Si is a user on wandering.shop. You can follow them or interact with them if you have an account anywhere in the fediverse. If you don't, you can sign up here.
Si @silicon

I really want to have a deep conversation with someone about PCA but a) few around me find this a thrilling topic and b) I'm still in the process of fully understanding the mathematical underpinnings.

This is really a / thing. I see lots of people using PCA on gene expression data. But fundamentally, don't the features input into PCA NEED to be uncorrelated?

This has always confused me, since expression data is NEVER uncorrelated. But it's everywhere!

I might be wrong about the uncorrelated thing too?

@silicon I don't think that's correct that they need to be uncorrelated, yeah. That said, there is definitely some abuse of PCA around--but I am not sure how much it matters when the purpose is purely visualization or handwavy "look, it forms clusters". See also t-SNE, which has zero interpretability, on purpose.

@eskay8 Thanks!
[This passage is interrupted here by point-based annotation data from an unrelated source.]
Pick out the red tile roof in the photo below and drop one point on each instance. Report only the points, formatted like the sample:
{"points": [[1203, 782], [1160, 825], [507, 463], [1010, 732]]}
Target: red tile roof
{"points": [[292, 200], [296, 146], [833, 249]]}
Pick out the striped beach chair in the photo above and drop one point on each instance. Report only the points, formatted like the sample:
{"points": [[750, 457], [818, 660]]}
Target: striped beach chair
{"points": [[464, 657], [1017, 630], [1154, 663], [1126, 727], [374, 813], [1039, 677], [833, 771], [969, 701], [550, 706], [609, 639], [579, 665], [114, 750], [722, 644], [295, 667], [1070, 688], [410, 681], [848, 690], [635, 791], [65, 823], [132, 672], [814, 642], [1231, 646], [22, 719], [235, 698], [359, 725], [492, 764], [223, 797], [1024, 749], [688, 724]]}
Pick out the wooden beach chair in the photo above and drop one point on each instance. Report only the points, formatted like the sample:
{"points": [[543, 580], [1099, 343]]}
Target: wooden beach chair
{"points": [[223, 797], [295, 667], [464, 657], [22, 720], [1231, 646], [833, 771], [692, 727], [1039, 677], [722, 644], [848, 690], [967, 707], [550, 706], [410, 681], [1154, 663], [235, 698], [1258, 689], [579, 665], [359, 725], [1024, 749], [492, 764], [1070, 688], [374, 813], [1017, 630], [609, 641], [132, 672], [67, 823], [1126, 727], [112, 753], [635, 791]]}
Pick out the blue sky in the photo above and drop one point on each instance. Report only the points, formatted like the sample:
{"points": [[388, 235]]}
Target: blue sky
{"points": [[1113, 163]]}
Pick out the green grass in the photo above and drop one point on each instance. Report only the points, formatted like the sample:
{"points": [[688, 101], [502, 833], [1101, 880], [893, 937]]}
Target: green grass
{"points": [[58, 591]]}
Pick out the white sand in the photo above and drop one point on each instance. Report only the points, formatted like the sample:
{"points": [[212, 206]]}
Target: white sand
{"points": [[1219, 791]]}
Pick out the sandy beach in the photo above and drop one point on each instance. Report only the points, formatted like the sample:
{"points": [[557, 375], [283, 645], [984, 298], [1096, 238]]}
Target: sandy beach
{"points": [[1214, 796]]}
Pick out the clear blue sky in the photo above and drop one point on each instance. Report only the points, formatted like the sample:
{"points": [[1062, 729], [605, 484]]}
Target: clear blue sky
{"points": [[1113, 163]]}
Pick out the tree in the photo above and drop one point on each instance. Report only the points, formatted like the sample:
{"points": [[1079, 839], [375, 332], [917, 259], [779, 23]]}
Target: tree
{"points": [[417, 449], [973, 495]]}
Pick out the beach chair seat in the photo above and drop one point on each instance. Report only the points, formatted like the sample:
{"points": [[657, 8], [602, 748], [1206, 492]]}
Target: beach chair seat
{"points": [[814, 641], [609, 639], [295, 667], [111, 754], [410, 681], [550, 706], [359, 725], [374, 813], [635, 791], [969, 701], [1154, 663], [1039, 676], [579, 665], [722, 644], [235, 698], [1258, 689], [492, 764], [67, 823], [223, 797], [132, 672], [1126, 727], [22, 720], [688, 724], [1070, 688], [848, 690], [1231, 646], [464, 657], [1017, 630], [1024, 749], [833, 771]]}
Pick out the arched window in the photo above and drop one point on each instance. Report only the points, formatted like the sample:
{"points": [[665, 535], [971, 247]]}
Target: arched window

Yeah I can't 100% remember who told me/where I read they couldn't be correlated but I definitely need to look it up properly.

I was wondering because in single cell I've seen people give quite a lot of importance to the loadings in the 1st PC (as a way of finding highly variable genes).

In general there are so many wildly different methods in single cell RNAseq and it's hard to know which are valid, especially since I'm pretty new to it. See also: scRNAseq normalization!

@silicon Yeah I know some people doing single cell stuff and it seems like a bear to analyze.